We’re not concerned that this is a form of schizophrenia. Through my research, I’ve read that bipolar kids sometimes hear voices when they’re manic. I’ve also read that kids can hear voices from their medication. I know our own son had visual hallucinations when he was taking Seroquel, so this fact doesn’t surprise me.
As much as this is a mystery to us, one thing I do know is that my son would like the voices to stop. Recently, he asked if we could pray for him so the voices would go away. I can only imagine how unsettling this must be for a young child. As his parent, I try and reassure him that it’s just his brain playing tricks on him, that he doesn’t have to be scared of it and that he shouldn’t be embarrased by it. I tell him that it’s just like any other illness, it’s just another symptom that we hope to make disappear. Along with our prayers, I hope this is enough to help him deal with this disturbing experience.
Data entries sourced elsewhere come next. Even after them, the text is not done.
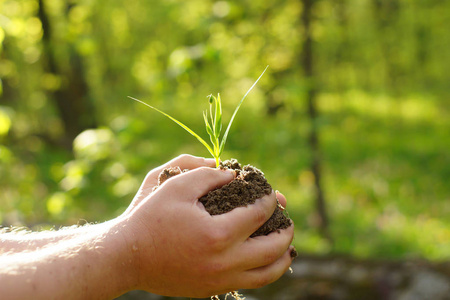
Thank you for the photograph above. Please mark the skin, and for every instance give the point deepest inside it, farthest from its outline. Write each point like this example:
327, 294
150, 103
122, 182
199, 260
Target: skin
149, 246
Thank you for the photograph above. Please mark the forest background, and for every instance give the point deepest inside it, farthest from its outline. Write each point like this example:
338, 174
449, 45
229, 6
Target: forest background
351, 120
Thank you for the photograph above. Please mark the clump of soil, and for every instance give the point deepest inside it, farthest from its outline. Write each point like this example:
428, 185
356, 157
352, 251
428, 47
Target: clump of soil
248, 186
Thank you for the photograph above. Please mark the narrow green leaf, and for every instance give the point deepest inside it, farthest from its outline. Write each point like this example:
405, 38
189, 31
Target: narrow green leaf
225, 136
209, 129
218, 117
179, 123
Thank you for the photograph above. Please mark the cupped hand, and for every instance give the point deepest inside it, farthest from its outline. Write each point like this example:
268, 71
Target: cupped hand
181, 250
184, 161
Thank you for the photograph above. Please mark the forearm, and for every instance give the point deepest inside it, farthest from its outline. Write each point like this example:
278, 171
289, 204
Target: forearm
94, 265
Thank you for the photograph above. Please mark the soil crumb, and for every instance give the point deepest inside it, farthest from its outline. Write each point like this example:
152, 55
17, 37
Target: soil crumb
249, 185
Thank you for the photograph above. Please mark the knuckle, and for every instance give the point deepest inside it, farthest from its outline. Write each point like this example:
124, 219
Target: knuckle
216, 239
270, 256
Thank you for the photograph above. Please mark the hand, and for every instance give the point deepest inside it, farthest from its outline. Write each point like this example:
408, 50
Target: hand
183, 161
181, 250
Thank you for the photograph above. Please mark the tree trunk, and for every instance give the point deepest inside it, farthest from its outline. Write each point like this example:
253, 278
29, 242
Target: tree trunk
71, 99
308, 68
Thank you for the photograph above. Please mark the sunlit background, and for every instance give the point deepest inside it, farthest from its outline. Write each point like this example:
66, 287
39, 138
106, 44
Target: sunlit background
74, 147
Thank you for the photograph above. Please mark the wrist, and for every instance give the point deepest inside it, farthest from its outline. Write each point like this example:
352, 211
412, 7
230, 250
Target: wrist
121, 249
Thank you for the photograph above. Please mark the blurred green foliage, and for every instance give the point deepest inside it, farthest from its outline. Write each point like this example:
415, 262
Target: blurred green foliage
382, 70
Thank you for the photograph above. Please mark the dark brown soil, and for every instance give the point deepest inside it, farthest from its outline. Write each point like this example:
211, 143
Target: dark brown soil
248, 186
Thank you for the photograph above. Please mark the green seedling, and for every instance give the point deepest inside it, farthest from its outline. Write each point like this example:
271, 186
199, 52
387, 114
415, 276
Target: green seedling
213, 122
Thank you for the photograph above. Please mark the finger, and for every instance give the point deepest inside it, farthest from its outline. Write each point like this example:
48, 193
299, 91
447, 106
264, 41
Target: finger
262, 276
264, 250
198, 182
281, 200
242, 222
184, 161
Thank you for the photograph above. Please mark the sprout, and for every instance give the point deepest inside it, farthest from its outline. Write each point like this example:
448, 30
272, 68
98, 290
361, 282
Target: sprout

As parents, we sometimes use our past experiences to guide us when raising our children. But with my son’s illness, I sometimes feel ill equipped to help him. I’ve never dealt with any of this before, I can only imagine what feelings he must struggle with inside. I can only guess what words can comfort him. I only hope that it’s enough, that I can give him the love, support, understanding and compassion that he needs. In the end, I hope that I can give him enough.